Apollo Magazine

Soap and glory at the Uri Geller Museum

Uri Geller is to open a museum in Jaffa, Israel, next year – and his psychic powers, or at least an archaeological team, have led to a discovery on site

Jack Guez/AFP/Getty Images

Introducing Rakewell, Apollo’s wandering eye on the art world. Look out for regular posts taking a rakish perspective on art and museum stories.

The latest project of Uri Geller, spoon-bender extraordinaire, is the construction of a museum in the ancient port of Jaffa in Israel, along the coast from his native Tel Aviv. As ever with Geller, however, the venture – the museum is scheduled to open next year – is already proving to be full of surprises.

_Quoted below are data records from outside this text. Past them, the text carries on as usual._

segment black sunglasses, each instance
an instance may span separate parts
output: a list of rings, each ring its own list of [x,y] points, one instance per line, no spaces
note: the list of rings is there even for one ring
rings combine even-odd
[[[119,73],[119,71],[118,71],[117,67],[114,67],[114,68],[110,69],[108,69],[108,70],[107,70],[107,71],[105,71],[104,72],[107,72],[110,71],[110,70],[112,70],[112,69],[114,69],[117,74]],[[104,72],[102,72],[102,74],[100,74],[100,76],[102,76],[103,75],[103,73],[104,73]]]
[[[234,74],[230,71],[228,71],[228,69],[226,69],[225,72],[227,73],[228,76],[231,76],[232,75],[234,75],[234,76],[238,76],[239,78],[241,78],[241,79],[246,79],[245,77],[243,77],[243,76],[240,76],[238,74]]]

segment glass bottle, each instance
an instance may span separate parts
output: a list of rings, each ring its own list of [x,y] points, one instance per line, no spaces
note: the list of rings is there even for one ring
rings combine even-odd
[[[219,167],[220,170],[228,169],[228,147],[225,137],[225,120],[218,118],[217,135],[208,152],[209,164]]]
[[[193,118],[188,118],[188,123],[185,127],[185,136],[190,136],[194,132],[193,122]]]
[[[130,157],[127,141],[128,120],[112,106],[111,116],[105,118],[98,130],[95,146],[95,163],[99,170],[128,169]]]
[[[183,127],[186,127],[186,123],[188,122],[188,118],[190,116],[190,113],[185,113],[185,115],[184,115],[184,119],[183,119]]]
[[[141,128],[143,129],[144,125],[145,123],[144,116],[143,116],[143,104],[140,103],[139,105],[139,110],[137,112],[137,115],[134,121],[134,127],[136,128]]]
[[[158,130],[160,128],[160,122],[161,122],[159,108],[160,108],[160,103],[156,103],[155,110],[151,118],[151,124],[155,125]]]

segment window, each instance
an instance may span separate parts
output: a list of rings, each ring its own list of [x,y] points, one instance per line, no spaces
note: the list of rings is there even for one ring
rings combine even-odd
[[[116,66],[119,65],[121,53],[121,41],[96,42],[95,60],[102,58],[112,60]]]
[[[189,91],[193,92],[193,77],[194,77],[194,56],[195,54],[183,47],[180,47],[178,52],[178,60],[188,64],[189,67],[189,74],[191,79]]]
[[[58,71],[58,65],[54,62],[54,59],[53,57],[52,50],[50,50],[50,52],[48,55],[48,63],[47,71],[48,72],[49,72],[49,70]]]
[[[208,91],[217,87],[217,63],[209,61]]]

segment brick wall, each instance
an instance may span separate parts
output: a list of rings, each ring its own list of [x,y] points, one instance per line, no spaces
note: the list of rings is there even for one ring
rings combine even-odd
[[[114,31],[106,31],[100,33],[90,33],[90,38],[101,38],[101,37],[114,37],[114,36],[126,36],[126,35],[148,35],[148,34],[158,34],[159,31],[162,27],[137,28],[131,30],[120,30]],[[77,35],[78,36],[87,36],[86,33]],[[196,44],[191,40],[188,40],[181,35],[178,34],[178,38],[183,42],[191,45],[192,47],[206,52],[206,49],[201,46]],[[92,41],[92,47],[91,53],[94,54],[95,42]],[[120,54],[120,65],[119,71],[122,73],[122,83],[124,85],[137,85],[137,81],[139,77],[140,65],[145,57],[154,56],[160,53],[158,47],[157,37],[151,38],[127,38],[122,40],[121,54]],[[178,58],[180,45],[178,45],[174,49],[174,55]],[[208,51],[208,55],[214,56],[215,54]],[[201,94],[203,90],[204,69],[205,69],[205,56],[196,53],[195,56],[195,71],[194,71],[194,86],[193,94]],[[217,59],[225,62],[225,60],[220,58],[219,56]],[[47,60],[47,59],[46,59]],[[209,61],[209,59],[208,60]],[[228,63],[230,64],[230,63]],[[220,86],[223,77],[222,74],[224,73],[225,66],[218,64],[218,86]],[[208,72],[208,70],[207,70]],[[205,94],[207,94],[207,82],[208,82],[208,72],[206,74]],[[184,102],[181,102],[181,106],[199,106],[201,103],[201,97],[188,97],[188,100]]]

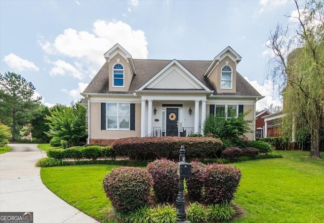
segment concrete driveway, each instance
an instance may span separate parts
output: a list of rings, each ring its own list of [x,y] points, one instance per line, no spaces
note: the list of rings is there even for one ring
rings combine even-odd
[[[98,222],[67,204],[43,183],[35,163],[46,153],[36,144],[10,144],[0,154],[0,212],[32,212],[34,223]]]

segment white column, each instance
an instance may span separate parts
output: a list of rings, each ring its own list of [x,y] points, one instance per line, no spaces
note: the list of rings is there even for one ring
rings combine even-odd
[[[147,100],[148,101],[148,108],[147,112],[147,134],[149,134],[152,132],[152,113],[153,110],[152,109],[152,99]]]
[[[194,126],[193,134],[198,133],[199,132],[199,100],[194,100]]]
[[[206,100],[201,100],[201,134],[204,135],[204,123],[206,119]]]
[[[142,107],[141,109],[141,137],[144,137],[146,135],[146,130],[145,129],[145,119],[146,119],[146,100],[142,99]]]
[[[268,122],[264,121],[264,138],[268,137]]]

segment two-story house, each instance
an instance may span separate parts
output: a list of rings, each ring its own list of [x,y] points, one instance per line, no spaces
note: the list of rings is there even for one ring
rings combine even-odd
[[[129,137],[202,134],[209,114],[251,111],[262,96],[236,71],[228,46],[212,61],[133,59],[119,44],[81,94],[88,104],[88,143]],[[251,127],[255,129],[255,121]],[[246,135],[253,140],[254,134]]]

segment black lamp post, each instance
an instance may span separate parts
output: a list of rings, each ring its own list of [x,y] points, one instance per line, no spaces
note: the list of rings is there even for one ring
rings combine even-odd
[[[179,162],[178,162],[178,175],[179,179],[179,192],[176,200],[176,207],[179,210],[178,217],[181,221],[186,220],[186,212],[184,210],[185,200],[183,195],[183,180],[190,177],[191,165],[186,162],[184,147],[181,146],[179,150]]]

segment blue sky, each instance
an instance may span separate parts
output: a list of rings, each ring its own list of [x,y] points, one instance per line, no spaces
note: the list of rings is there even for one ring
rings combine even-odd
[[[0,0],[0,72],[21,75],[48,106],[68,105],[119,43],[134,59],[213,60],[227,46],[237,71],[280,104],[265,79],[270,30],[287,24],[291,1]]]

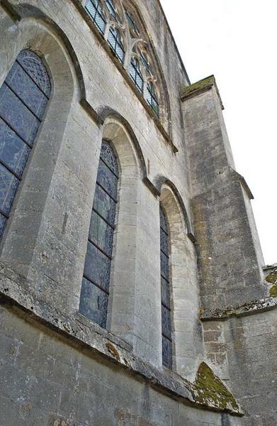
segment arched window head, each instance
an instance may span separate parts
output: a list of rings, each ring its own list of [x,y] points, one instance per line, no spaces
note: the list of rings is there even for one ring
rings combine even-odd
[[[86,0],[86,9],[155,116],[162,121],[167,120],[168,105],[166,106],[161,73],[158,72],[153,49],[149,48],[151,42],[147,32],[135,7],[122,0]]]
[[[108,36],[108,43],[115,53],[115,56],[123,64],[125,58],[125,49],[122,42],[121,34],[116,28],[111,27]]]
[[[162,364],[172,368],[172,337],[171,322],[171,284],[169,273],[169,236],[167,219],[159,206],[162,294]]]
[[[79,312],[106,328],[118,181],[112,147],[103,141],[89,232]]]
[[[136,58],[132,58],[130,68],[130,75],[132,78],[137,89],[143,92],[143,77],[140,70],[140,62]]]
[[[0,238],[50,94],[41,59],[22,50],[0,89]]]

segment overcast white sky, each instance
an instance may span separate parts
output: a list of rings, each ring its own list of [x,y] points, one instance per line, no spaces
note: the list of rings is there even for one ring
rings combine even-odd
[[[277,2],[161,0],[191,82],[215,75],[265,264],[277,262]]]

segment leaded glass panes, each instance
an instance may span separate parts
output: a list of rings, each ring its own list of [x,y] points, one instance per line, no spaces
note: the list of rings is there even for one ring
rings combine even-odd
[[[132,58],[130,68],[130,75],[140,92],[143,90],[143,78],[140,72],[140,64],[135,58]]]
[[[118,163],[103,141],[86,255],[79,312],[106,327],[118,187]]]
[[[169,258],[169,230],[165,213],[160,206],[161,295],[162,362],[172,367],[172,339],[170,307],[170,277]]]
[[[108,32],[108,43],[120,62],[123,63],[125,56],[124,46],[121,40],[120,33],[117,28],[111,27]]]
[[[154,84],[151,82],[147,83],[146,100],[155,114],[159,116],[159,103]]]
[[[100,0],[87,0],[86,3],[86,9],[99,31],[103,34],[105,32],[106,19],[103,13],[103,6]]]
[[[41,59],[22,50],[0,88],[0,237],[50,92]]]

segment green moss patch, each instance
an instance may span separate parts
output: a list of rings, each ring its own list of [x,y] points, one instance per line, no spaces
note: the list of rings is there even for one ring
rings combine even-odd
[[[240,411],[231,392],[205,362],[199,367],[192,391],[196,400],[204,405],[212,405],[219,410],[237,413]]]

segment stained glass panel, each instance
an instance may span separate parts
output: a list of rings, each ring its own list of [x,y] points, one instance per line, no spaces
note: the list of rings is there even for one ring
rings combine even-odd
[[[6,218],[0,213],[0,238],[2,236],[3,232],[4,231],[6,221]]]
[[[170,310],[162,305],[162,332],[168,339],[171,337],[171,324],[170,320]]]
[[[40,121],[5,84],[0,89],[0,116],[30,145],[33,145]]]
[[[98,183],[114,199],[116,199],[118,192],[118,178],[113,172],[100,159],[97,173]]]
[[[172,368],[172,342],[162,337],[162,362],[169,368]]]
[[[41,60],[30,50],[22,50],[0,88],[0,209],[4,214],[0,214],[0,236],[50,92]]]
[[[96,184],[94,209],[111,225],[113,225],[115,221],[115,205],[113,200]]]
[[[125,51],[118,29],[111,27],[108,36],[108,43],[121,63],[123,63]]]
[[[48,99],[19,64],[14,64],[5,82],[41,120]]]
[[[30,50],[22,50],[16,60],[33,78],[43,93],[49,97],[51,94],[51,83],[40,58]]]
[[[107,316],[115,216],[116,202],[111,197],[115,200],[118,172],[113,151],[103,141],[80,300],[81,313],[102,327]]]
[[[88,242],[84,275],[86,278],[108,290],[111,260],[94,244]]]
[[[29,152],[28,146],[0,119],[0,161],[21,176]]]
[[[107,293],[84,278],[81,290],[80,313],[105,328],[107,310]]]
[[[170,309],[170,288],[169,283],[161,277],[162,303]]]
[[[111,256],[113,251],[113,228],[93,211],[89,228],[89,239]]]
[[[16,192],[19,180],[0,164],[0,209],[9,214]]]

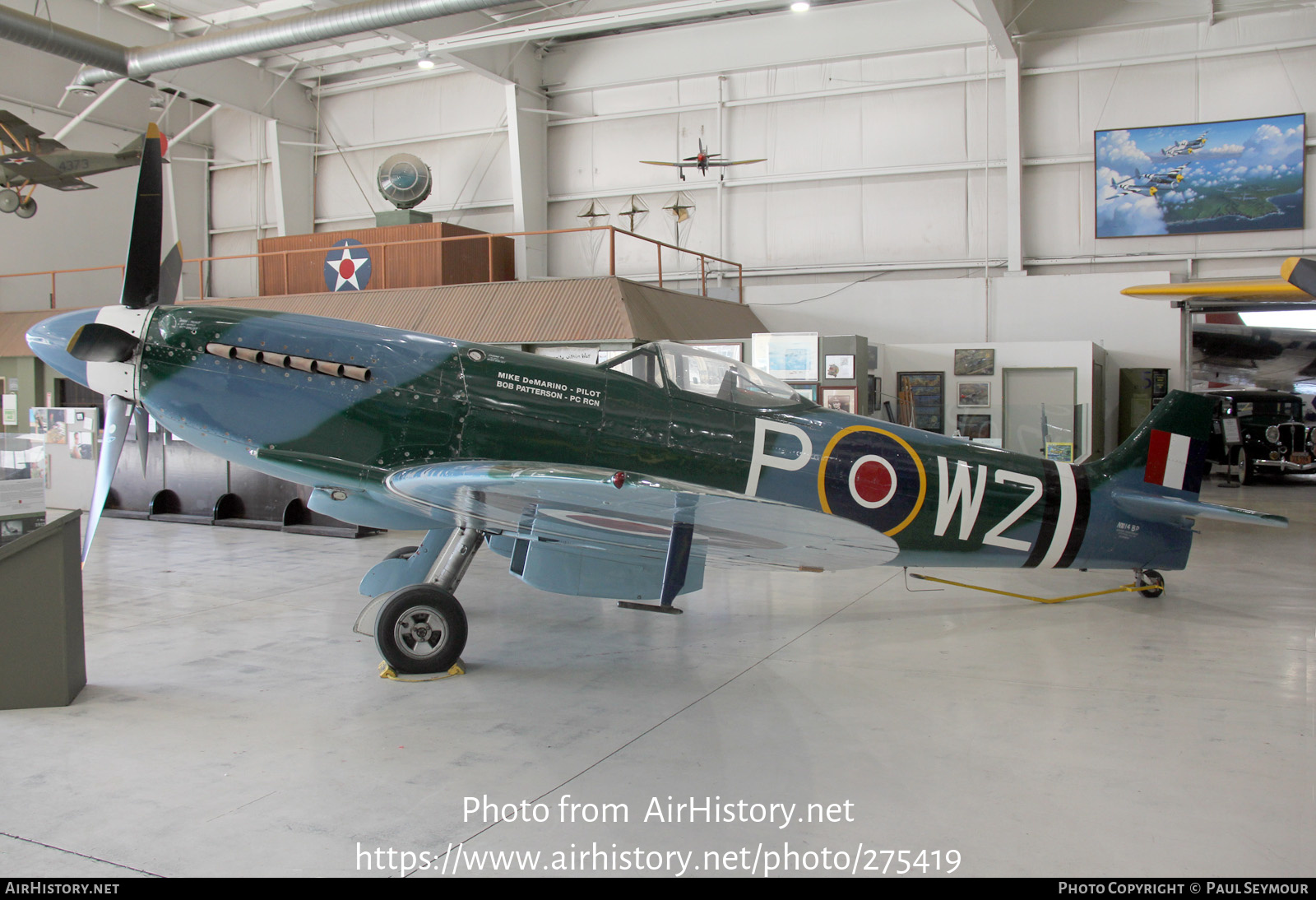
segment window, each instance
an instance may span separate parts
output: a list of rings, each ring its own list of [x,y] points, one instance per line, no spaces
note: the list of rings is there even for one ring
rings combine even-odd
[[[630,378],[638,378],[641,382],[653,384],[654,387],[662,387],[662,368],[658,366],[658,354],[647,347],[641,347],[624,357],[609,359],[603,368],[609,368]]]
[[[662,343],[672,387],[742,407],[794,407],[804,399],[786,382],[728,357],[679,343]]]

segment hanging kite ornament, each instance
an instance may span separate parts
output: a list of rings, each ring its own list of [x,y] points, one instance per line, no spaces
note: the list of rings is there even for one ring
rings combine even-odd
[[[663,207],[675,221],[676,246],[682,246],[682,238],[690,236],[690,220],[695,216],[695,201],[688,193],[680,191]]]
[[[576,213],[576,218],[582,220],[582,225],[588,228],[597,228],[599,225],[608,224],[608,208],[604,207],[597,200],[591,200],[586,205],[580,207],[580,212]],[[603,249],[603,238],[607,232],[584,232],[584,242],[582,243],[582,250],[584,251],[586,262],[590,263],[590,274],[594,274],[595,263],[599,259],[599,250]]]
[[[645,205],[638,193],[632,193],[630,199],[626,200],[626,208],[617,213],[617,216],[626,221],[626,230],[633,234],[649,216],[649,207]]]
[[[365,291],[370,284],[370,251],[343,238],[325,254],[325,287],[330,291]]]

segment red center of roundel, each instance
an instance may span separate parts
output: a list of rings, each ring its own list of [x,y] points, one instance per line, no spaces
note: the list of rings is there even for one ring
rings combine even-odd
[[[869,503],[882,503],[891,496],[895,483],[891,472],[879,462],[869,459],[854,474],[854,492]]]

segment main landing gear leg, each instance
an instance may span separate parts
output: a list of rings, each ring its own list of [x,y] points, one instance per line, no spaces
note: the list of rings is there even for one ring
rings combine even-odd
[[[467,522],[453,529],[422,584],[396,591],[379,609],[375,645],[396,672],[446,672],[466,647],[466,612],[453,596],[483,534]]]
[[[1159,597],[1165,593],[1165,576],[1154,568],[1133,570],[1133,583],[1140,587],[1144,597]]]

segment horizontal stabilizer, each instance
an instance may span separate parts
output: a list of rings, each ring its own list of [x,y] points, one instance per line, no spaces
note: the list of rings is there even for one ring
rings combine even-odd
[[[1288,520],[1283,516],[1240,509],[1238,507],[1221,507],[1213,503],[1202,503],[1200,500],[1183,500],[1179,497],[1120,489],[1111,492],[1111,500],[1115,501],[1117,508],[1130,516],[1170,524],[1178,524],[1182,518],[1223,518],[1229,522],[1244,522],[1248,525],[1288,528]]]

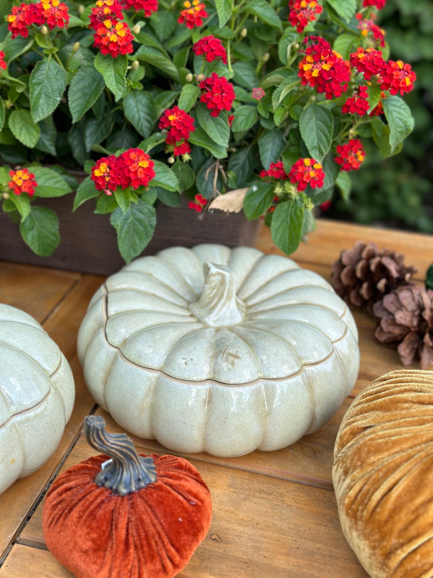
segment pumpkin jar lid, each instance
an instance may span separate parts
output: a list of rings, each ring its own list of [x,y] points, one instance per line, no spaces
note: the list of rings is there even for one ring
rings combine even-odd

As reported by the Jerusalem Post, Geller says he ‘felt intuitively’ that something was hidden beneath a pile of detritus on the construction site; it turned out to be the remains of a 19th-century soap factory, complete with underground vaults, mixing troughs, water cisterns and a large cauldron.

Fascinating though the find is, it can’t quite rival Geller’s intentions for the museum itself. As he puts it: ‘The Uri Geller Museum will exhibit unique items and gifts that I collected and received over the years from notables, such as Salvador Dali, Pablo Picasso, Albert Einstein and others.’ The star attraction, it seems, will be a Cadillac decorated with ‘around 2,000 spoons that had belonged to famous people, most of which I bent with my mind, and others which I obtained at auction.’

Regular readers may recall Rakewell’s last spoonful of Geller-related news, from 2015, when a spoon-shaped sculpture the illusionist had installed on a public path in Berkshire was challenged by locals and the local council. As he declared: ‘You can take my spoon, but you’ll never bend my creative freedom!’